Hubo momentos en que ese algodón translúcido
que nos atrapaba jugaba a dejarnos escapar. Sin llegar a desaparecer del todo,
se hacía más poroso o más tenue, y era entonces como si contemplásemos el mundo
desde detrás de visillos de encaje fino. Los colores se apagaban en beneficio
del gris, y los perfiles de edificios y paisajes se difuminaban para fundirse
en un contínuum de ambigüedades que nos arrebataba límites y formas definidas.
Vivíamos en medio de una nube que, en lugar
de mojarnos, nos envolvía en un sentimiento vecino de la tristeza, o eso
pensábamos entonces, que era la niebla la que nos volvía taciturnos por
aquellos días. Y, sin embargo, cuando al fin el viento del Sur sopló para llevársela
consigo, no se alejó con ella nuestra pesadumbre. Una mañana se dibujaron por
entre el aire velado que nos rodeaba oquedades de luz, vértices de sol,
pasillos luminosos, paredes inconsistentes que se deshilachaban hasta
desaparecer. Una ráfaga última devolvió a la atmósfera la transparencia y el
cielo recobró al fin su azul, pero la melancolía quedó en nosotros, como un
barco varado permanece inmóvil tras la retirada de la marea.
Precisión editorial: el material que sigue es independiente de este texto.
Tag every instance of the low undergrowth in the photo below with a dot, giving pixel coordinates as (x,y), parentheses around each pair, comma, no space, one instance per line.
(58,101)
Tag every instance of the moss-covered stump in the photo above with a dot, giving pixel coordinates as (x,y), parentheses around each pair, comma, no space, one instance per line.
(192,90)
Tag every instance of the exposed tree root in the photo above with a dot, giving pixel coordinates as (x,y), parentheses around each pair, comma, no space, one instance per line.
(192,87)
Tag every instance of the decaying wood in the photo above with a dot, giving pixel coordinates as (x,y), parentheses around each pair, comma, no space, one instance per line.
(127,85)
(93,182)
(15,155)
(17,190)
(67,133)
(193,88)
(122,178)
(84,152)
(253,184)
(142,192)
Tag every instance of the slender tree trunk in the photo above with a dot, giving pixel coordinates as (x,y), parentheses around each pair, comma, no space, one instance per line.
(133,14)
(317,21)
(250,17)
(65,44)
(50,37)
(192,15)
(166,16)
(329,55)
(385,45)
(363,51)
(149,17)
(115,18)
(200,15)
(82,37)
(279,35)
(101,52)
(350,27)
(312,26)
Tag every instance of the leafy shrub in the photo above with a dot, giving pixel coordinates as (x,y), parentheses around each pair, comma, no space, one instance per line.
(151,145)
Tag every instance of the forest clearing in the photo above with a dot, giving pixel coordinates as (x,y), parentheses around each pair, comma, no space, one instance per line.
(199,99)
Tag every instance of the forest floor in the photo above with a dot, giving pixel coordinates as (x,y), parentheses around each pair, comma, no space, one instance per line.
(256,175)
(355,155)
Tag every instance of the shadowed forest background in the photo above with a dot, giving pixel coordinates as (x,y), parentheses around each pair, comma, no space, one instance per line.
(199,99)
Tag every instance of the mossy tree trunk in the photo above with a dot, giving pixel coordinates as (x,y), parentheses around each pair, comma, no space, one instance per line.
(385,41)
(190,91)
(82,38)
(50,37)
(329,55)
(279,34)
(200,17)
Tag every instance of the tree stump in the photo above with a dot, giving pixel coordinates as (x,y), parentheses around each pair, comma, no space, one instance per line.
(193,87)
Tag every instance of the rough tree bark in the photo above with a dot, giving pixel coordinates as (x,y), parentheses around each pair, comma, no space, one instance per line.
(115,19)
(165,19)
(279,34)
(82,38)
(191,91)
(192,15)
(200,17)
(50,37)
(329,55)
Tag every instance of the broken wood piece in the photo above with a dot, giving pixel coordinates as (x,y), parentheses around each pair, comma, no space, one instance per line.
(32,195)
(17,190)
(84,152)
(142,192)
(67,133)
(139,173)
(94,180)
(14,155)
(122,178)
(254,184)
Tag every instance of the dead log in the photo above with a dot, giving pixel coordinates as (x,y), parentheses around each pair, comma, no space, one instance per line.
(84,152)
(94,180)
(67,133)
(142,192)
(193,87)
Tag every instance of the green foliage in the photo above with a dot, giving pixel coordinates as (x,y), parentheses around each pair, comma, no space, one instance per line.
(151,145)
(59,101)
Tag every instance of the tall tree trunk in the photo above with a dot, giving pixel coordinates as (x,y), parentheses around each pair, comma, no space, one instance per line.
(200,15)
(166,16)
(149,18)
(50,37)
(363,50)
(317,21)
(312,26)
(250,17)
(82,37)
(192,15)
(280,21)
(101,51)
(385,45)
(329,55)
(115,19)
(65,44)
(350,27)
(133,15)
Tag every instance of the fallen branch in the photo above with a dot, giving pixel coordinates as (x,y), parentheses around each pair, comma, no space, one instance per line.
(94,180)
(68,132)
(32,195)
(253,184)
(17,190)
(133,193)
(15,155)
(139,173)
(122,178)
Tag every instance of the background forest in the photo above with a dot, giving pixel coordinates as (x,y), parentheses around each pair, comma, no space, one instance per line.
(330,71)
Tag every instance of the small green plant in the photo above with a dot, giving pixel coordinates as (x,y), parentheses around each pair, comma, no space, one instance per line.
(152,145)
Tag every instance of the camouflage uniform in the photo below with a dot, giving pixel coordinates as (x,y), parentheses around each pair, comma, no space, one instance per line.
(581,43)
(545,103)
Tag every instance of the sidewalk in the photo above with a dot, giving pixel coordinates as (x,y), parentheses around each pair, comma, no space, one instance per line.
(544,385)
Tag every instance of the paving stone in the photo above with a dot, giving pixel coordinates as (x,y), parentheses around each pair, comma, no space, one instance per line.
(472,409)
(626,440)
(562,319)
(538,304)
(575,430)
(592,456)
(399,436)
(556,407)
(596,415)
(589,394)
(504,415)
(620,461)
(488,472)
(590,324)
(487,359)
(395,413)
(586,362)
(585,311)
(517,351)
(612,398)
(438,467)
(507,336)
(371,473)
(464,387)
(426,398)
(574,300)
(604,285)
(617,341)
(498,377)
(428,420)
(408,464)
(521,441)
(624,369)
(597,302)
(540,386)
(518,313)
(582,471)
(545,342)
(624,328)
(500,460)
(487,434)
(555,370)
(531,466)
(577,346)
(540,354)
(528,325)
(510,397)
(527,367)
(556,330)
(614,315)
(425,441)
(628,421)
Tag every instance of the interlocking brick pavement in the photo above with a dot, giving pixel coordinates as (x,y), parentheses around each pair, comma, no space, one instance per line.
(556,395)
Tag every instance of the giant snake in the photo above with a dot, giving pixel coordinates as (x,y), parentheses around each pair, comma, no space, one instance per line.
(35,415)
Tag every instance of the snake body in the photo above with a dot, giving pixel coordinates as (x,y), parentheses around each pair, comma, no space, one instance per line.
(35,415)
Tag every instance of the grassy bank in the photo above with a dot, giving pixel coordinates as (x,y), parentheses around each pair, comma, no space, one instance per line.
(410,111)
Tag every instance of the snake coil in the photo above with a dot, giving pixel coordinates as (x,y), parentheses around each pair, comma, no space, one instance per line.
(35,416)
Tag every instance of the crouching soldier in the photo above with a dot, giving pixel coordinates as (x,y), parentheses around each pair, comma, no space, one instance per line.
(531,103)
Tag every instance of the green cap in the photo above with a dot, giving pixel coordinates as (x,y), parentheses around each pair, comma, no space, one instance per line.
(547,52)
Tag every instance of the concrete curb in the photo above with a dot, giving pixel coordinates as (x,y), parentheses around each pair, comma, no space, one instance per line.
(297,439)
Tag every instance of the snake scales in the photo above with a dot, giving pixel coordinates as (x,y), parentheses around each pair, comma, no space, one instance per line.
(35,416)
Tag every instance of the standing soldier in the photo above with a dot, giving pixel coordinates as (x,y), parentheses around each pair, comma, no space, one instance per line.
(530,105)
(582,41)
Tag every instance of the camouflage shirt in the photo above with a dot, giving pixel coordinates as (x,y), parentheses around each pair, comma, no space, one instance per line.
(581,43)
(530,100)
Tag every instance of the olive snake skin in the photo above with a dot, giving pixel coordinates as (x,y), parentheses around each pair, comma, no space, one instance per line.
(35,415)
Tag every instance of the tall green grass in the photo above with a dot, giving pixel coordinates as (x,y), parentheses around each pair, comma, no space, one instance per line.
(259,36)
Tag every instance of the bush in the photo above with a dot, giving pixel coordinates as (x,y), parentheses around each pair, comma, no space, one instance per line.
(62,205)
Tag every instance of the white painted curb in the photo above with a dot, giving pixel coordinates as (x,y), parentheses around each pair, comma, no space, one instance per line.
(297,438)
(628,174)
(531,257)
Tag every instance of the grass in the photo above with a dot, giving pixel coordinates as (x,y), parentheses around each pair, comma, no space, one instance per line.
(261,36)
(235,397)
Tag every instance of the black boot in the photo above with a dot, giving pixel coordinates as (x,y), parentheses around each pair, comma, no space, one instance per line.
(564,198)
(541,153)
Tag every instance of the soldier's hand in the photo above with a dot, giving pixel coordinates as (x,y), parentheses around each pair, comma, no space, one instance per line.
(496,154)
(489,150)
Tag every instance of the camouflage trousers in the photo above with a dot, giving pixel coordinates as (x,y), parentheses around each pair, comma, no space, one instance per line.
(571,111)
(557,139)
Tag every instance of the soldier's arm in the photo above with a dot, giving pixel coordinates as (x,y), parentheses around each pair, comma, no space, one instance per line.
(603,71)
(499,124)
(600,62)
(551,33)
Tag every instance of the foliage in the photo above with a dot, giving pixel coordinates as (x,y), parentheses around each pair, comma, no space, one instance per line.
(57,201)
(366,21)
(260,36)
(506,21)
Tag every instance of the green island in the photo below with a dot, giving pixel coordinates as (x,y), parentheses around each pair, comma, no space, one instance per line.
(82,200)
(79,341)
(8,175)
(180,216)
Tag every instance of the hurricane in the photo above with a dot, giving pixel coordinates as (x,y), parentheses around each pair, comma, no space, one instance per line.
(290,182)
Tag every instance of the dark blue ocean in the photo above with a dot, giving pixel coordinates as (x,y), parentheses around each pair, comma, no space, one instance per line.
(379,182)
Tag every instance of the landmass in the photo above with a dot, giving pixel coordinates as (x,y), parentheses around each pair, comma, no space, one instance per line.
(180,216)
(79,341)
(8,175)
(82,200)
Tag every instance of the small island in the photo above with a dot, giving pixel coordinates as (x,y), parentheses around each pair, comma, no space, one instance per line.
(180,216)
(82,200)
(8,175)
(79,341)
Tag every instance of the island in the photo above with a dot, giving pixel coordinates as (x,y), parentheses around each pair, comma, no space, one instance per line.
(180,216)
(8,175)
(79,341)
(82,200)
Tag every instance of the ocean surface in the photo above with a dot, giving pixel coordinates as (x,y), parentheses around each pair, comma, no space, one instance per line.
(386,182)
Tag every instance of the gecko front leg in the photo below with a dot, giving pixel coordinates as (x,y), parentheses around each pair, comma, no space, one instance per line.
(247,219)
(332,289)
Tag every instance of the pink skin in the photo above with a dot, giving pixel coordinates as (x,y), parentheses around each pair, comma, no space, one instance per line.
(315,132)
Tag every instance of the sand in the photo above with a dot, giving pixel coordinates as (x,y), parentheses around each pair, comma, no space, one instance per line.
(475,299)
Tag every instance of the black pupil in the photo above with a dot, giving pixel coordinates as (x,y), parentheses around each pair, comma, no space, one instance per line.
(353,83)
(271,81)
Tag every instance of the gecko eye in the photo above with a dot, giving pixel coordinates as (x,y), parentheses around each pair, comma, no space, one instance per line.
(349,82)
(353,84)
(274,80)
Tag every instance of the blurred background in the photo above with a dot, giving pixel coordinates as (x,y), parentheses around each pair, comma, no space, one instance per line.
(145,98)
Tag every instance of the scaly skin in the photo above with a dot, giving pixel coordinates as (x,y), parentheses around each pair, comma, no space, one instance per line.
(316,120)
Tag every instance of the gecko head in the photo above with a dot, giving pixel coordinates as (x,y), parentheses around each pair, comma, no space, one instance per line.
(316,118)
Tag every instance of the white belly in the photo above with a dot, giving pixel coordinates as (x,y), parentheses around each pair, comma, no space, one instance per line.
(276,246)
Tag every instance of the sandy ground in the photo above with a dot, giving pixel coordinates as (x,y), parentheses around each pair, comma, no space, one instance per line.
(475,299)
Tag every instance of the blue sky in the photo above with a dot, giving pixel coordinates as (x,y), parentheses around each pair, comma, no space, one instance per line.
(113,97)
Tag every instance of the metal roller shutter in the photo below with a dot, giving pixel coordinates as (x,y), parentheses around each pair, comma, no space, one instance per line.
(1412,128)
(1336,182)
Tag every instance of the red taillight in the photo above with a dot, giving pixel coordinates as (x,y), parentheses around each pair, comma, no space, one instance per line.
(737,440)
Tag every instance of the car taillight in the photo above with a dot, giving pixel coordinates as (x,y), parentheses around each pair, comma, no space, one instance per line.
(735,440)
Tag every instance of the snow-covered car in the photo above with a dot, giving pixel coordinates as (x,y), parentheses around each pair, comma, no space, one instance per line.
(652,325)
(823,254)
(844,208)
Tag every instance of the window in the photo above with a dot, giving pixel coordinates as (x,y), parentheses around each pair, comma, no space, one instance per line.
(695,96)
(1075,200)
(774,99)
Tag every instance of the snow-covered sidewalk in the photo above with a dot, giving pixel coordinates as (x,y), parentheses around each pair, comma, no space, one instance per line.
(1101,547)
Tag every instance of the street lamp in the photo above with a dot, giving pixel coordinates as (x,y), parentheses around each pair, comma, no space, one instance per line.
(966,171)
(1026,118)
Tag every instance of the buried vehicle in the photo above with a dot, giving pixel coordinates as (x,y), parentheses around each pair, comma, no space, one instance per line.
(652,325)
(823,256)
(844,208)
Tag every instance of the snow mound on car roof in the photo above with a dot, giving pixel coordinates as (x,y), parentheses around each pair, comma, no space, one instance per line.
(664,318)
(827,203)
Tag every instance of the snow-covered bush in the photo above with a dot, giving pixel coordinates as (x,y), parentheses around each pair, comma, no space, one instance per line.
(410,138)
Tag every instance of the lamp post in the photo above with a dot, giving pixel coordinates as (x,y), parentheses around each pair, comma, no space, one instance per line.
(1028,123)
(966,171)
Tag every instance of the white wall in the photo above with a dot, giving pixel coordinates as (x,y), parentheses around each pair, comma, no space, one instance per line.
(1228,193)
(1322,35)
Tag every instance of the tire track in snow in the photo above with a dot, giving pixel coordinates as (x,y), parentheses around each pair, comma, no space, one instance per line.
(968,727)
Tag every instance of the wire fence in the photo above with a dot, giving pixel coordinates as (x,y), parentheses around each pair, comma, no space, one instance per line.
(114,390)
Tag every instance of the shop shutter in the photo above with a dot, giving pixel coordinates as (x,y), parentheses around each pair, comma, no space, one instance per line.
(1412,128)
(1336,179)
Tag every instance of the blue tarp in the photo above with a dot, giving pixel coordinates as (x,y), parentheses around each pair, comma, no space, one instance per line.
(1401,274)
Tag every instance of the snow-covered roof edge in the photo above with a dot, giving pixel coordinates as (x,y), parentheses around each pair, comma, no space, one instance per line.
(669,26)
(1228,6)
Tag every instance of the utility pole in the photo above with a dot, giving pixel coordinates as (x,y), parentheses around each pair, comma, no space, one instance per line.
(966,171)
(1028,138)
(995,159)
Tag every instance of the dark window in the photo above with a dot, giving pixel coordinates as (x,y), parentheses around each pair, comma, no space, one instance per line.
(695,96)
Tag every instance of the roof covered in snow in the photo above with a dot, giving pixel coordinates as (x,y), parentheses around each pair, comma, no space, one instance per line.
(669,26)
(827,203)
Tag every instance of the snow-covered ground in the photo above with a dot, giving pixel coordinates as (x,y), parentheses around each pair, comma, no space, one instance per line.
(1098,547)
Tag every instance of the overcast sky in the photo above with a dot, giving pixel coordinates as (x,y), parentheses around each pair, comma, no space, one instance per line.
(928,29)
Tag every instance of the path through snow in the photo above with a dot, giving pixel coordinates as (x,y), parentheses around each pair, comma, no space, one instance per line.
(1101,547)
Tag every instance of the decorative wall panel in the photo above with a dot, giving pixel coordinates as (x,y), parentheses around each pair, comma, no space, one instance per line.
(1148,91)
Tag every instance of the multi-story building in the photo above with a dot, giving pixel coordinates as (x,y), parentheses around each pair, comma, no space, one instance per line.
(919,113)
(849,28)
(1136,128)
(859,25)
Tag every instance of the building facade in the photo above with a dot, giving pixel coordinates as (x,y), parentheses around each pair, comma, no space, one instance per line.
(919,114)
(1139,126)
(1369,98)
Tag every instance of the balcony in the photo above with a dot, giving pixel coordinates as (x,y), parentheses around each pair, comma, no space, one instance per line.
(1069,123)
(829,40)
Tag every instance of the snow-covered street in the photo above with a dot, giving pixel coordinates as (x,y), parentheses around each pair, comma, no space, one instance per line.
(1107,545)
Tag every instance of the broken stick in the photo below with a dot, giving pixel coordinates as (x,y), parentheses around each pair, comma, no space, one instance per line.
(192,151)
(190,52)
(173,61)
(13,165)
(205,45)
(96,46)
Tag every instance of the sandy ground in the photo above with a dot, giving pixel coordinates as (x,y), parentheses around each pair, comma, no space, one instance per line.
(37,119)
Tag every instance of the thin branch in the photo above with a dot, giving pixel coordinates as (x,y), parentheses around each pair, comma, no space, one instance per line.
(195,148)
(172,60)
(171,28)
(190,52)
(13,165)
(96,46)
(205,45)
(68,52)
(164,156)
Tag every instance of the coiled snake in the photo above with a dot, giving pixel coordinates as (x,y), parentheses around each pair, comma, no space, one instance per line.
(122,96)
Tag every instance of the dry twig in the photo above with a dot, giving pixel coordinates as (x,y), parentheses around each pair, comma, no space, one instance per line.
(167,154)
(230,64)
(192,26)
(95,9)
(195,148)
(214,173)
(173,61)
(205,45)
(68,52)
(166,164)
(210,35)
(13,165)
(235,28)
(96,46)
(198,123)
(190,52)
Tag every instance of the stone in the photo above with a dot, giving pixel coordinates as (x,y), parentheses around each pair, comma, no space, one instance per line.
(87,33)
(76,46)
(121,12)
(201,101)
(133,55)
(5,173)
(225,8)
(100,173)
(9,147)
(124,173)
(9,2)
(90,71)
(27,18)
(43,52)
Y, a pesar de
ello, como en ese estado de ánimo no nos reconocíamos, nos negamos a admitir
que fluía de dentro afuera de nosotros mismos y seguimos buscando en el
exterior motivos que justificasen su pervivencia.
[…]
Todavía no podíamos saber que la enfermedad
de Amadora había empezado a manifestarse en cada uno de nosotros antes que en
ella. En aquel mundo al revés, el efecto se mostraba primero que la causa, el
disgusto por la desgracia precedía a la desgracia misma. Aún tendría que
transcurrir un tiempo para que comprendiéramos que si nuestra mirada se
nublaba, aunque ya no hubiera niebla, era porque nuestro sentimiento se
anticipaba al infortunio que lo iba a producir”.